United States v. Brian Hutchins

179 F. App'x 594
CourtCourt of Appeals for the Eleventh Circuit
DecidedMay 3, 2006
Docket05-14440; D.C. Docket 04-80153-CR-KLR
StatusUnpublished

This text of 179 F. App'x 594 (United States v. Brian Hutchins) is published on Counsel Stack Legal Research, covering Court of Appeals for the Eleventh Circuit primary law. Counsel Stack provides free access to over 12 million legal documents including statutes, case law, regulations, and constitutions.

Bluebook
United States v. Brian Hutchins, 179 F. App'x 594 (11th Cir. 2006).

Opinion

PER CURIAM:

After pleading guilty to a count of forcibly assaulting a federal officer by use of a dangerous weapon, defendant-appellant Brian Hutchins argues for the first time on appeal that his plea should be vacated because the district court committed plain error during his Federal Rule of Criminal Procedure 11 (“Rule 11”) plea colloquy by misstating the maximum statutory penalty for the charged offense. Hutchins also argues that the court erred in various *596 ways in enhancing his sentence and that his sentence is unreasonable. For the reasons that follow, we affirm.

I. Background

Following his indictment for forcibly assaulting a federal officer by use of a dangerous weapon, in violation of 18 U.S.C. § 111(b), and for possession of burglary tools, in violation of Florida Statute § 810.06 and 18 U.S.C. §§ 7(3), 13 and 2, Hutchins agreed to plead guilty to the assault count in exchange for the government’s agreement to seek dismissal of the burglary tools count. The plea agreement stipulated that the advisory sentencing guidelines would apply and neither party would seek upward or downward departures.

The government made the following proffer: Veterans Affairs police officers on patrol at the Veterans Administration Hospital observed a car driving slowly through a deserted parking lot on the hospital’s property after normal hours. Hutchins was driving, and there were several others in the backseat. Officers flagged down the car; Hutchins initially told police that they were lost but then stated that they were there to visit someone. When officers asked Hutchins for his driver’s license, he sped off. The officers were able to cut Hutchins off at the only exit out of the parking lot. When Hutchins saw the officers blocking the exit, he paused and then accelerated toward them at an estimated speed of between fifty and fifty-five miles per hour. The officers drew their guns, and Hutchins stopped a foot or so before hitting the police car that the officers were behind.
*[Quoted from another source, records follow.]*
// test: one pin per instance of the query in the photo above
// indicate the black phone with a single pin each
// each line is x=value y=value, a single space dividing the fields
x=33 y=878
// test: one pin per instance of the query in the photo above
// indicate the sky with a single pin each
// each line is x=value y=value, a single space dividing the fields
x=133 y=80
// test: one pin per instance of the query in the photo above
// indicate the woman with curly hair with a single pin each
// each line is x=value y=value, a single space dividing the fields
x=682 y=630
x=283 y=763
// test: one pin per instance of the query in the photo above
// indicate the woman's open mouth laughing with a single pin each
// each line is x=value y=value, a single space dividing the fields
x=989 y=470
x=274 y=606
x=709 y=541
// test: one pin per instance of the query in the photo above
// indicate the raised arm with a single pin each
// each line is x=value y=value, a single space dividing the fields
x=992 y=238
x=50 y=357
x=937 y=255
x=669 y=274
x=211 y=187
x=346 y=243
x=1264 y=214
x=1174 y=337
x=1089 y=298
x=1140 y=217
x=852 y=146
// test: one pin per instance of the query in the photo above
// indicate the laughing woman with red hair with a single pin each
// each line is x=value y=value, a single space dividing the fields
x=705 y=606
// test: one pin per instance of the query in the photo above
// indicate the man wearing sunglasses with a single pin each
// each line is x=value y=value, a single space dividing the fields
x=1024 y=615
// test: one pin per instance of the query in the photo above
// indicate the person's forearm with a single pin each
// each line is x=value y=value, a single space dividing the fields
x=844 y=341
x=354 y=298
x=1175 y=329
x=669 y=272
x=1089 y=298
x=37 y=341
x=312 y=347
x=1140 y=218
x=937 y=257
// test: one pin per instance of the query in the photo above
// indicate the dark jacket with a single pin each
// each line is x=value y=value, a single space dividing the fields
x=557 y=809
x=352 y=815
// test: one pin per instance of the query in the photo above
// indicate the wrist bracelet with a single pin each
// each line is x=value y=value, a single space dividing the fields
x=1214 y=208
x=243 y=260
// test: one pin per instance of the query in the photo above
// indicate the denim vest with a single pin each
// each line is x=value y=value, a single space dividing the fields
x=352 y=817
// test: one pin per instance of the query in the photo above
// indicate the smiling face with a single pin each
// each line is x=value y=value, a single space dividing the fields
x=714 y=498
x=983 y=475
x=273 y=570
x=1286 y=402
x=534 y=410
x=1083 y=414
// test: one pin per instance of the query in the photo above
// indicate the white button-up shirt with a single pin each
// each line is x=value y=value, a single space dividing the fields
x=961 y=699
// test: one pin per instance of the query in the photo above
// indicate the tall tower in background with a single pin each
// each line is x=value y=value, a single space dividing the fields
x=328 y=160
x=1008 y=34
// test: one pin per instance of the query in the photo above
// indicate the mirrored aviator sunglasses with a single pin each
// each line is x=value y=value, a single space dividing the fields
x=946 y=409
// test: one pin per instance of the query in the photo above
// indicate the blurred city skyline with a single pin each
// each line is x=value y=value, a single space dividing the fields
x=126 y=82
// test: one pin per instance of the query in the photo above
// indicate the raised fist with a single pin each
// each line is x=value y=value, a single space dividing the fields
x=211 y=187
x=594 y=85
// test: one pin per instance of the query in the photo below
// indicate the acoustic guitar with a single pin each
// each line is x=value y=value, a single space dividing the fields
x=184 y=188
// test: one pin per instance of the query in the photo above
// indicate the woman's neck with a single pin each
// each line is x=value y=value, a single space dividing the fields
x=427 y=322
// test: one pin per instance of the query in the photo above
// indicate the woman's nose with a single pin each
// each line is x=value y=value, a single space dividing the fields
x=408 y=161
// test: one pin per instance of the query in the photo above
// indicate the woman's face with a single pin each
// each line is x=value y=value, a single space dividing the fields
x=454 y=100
Hutchins admitted that the factual proffer was correct, and the court accepted his guilty plea.

The probation officer prepared a presentence investigation report (“PSI”), assigning a base offense level of 14 pursuant to U.S.S.G. § 2A2.2, and then recommended: (1) a four-level enhancement under § 2A2.2(b)(2)(B) because the offense involved a dangerous weapon; (2) a two-level increase under § 2A2.2(b)(6) because Hutchins was convicted under § 111(b); and (3) a six-level enhancement under the cross-reference provision of § 3A1.2(c)(1) because Hutchins knew he was fleeing law enforcement officers and his assault created a substantial risk of serious bodily injury. A reduction for acceptance of responsibility produced a total adjusted offense level of 23. The probation officer listed Hutchins’s prior convictions, which included several juvenile convictions. Because Hutchins committed the instant offense within two years of his release for his prior offenses and while on conditional release, he had a criminal history category of IV, which led to an advisory guidelines range of 70 to 87 months’ imprisonment.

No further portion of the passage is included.